Analysis Biomolecular Interactions of the Sodium and Calcium Ion Channel with Neurotoxins in Helodermatid and Varanid Lizard Venoms by BLI (CAT#: STEM-MB-0118-CJ)

Introduction

Voltage-gated ion channels allow the movement of ions across cellular membranes, regulating resting and action potentials. Depending on the type of ions transported, they are categorized as voltage-gated sodium (NaV), calcium (CaV), potassium (KV), or chloride channels (CLC).

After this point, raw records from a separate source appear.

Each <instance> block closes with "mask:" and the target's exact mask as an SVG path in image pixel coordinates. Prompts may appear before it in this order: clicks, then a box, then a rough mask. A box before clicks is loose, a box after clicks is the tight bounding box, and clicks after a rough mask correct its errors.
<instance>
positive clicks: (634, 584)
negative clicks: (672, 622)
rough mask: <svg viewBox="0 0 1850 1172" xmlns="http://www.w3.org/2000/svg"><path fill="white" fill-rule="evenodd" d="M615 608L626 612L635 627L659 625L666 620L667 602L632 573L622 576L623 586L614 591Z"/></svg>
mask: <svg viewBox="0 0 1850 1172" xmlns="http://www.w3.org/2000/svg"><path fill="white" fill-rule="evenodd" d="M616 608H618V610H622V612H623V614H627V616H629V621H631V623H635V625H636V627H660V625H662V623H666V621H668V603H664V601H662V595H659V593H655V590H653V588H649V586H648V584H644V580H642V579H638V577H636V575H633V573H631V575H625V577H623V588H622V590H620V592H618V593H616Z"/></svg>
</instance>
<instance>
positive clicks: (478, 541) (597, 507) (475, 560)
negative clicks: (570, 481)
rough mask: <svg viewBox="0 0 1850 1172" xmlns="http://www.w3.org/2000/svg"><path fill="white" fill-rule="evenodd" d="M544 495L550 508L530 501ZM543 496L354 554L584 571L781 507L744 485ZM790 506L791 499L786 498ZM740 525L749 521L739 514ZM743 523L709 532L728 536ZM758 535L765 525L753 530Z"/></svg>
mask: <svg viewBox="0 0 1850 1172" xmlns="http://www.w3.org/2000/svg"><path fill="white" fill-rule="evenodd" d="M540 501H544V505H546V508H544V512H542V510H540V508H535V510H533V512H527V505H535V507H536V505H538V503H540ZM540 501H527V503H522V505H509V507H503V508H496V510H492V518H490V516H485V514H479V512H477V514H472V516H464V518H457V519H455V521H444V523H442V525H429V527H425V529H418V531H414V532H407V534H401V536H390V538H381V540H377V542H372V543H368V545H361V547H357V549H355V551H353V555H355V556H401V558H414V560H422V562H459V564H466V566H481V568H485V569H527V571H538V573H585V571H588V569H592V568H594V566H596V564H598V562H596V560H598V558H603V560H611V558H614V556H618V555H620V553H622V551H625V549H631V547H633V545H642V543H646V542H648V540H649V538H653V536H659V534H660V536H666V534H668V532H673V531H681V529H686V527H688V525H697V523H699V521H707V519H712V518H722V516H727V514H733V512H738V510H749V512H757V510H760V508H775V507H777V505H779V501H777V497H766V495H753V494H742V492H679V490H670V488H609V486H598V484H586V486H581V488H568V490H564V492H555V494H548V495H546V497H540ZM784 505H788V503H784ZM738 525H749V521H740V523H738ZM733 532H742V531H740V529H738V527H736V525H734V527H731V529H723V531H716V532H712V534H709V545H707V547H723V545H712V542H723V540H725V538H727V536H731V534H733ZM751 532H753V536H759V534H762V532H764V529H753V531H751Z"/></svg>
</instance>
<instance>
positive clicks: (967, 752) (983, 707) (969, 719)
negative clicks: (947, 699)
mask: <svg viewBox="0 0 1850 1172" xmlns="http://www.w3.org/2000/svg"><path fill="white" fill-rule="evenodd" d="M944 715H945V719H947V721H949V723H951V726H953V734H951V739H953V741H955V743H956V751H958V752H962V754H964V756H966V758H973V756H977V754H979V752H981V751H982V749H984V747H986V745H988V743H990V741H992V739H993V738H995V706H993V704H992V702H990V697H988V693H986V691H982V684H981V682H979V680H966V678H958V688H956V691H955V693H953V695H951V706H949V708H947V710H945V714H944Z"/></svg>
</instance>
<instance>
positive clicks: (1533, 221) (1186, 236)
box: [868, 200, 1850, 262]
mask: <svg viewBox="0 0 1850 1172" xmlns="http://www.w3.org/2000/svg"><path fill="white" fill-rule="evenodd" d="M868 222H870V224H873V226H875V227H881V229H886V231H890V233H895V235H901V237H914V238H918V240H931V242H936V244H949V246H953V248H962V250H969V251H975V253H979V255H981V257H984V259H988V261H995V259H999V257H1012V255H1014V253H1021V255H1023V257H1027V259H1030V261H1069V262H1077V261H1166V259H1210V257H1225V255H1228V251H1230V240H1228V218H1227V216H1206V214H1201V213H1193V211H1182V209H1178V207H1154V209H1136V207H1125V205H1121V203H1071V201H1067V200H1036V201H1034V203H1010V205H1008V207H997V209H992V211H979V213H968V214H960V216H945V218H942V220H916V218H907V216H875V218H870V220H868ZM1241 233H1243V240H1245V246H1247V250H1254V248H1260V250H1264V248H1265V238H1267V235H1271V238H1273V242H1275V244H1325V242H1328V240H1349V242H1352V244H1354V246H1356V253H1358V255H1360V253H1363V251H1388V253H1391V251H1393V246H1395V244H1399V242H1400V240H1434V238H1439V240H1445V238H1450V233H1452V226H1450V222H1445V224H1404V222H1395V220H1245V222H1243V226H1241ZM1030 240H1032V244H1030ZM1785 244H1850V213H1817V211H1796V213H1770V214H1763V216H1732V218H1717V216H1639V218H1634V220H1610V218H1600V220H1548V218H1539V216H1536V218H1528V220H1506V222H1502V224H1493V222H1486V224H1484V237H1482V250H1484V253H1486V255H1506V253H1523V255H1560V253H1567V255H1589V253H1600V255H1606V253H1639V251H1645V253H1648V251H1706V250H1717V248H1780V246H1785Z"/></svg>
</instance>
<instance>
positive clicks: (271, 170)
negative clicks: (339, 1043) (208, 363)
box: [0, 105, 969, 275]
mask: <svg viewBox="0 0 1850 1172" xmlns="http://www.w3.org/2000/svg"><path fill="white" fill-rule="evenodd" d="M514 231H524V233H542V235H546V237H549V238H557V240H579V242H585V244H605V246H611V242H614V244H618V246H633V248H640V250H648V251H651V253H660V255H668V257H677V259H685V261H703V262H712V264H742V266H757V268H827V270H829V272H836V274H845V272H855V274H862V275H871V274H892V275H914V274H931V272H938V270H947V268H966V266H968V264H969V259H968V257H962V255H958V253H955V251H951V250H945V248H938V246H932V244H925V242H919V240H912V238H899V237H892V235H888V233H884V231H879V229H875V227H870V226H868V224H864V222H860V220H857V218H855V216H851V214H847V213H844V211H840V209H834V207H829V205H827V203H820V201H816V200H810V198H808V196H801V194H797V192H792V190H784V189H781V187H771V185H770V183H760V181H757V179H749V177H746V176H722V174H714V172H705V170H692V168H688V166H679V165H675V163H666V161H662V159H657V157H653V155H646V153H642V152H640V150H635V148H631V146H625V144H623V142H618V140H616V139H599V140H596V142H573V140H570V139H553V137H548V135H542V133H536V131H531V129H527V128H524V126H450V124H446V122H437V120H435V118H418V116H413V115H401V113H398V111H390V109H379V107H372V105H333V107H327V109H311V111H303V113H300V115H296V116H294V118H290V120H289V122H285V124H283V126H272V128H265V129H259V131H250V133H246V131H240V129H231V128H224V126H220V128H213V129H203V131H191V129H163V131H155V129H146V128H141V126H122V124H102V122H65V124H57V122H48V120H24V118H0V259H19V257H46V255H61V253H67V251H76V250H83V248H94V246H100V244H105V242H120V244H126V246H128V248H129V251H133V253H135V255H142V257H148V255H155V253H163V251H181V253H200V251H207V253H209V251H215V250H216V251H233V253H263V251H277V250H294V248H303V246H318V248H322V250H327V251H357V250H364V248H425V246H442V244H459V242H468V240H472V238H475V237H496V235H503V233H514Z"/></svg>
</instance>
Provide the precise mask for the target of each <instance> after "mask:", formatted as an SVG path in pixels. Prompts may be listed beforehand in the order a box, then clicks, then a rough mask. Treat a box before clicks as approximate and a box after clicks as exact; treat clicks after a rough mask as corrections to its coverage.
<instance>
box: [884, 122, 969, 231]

Due to common evolutionary origin, NaV, CaV and KV channels share architectural similarities. Their α-subunits are comprised of four identical or homologous domains each, with associated voltage-sensing domains (I-IV). Each domain consists of six transmembrane segments (S1–S6). In NaV channels, voltage-sensing domains I–III are important in channel opening while voltage-sensing domain IV is involved in gating regulation and the fast termination of ion flux post-activation. Similarly, in CaV gating, voltage-sensing domains II and III make a major contribution to channel activation, while voltage-sensing domain I are thought to have a minor role in activation. The ion channel-binding toxins can lead to an increase in, or inhibition of, the release of the cholinergic neurotransmitter acetylcholine. Toxins that bind to this locus in voltage-sensing domains I–III typically inhibit channel opening, while toxins that exclusively target voltage-sensing domain IV delay fast inactivation, resulting in spastic paralysis, such as that of the elapid snake Calliophis bivirgatus. A toxin isolated from the tarantula Hysterocrates gigas interacts with voltage-sensing domains III and IV to inhibit CaV channel gating. Similarly, ProTx-II from the tarantula Thrixopela pruriens inhibits NaV channel gating via voltage-sensing domains II and IV binding, which may cause flaccid paralysis.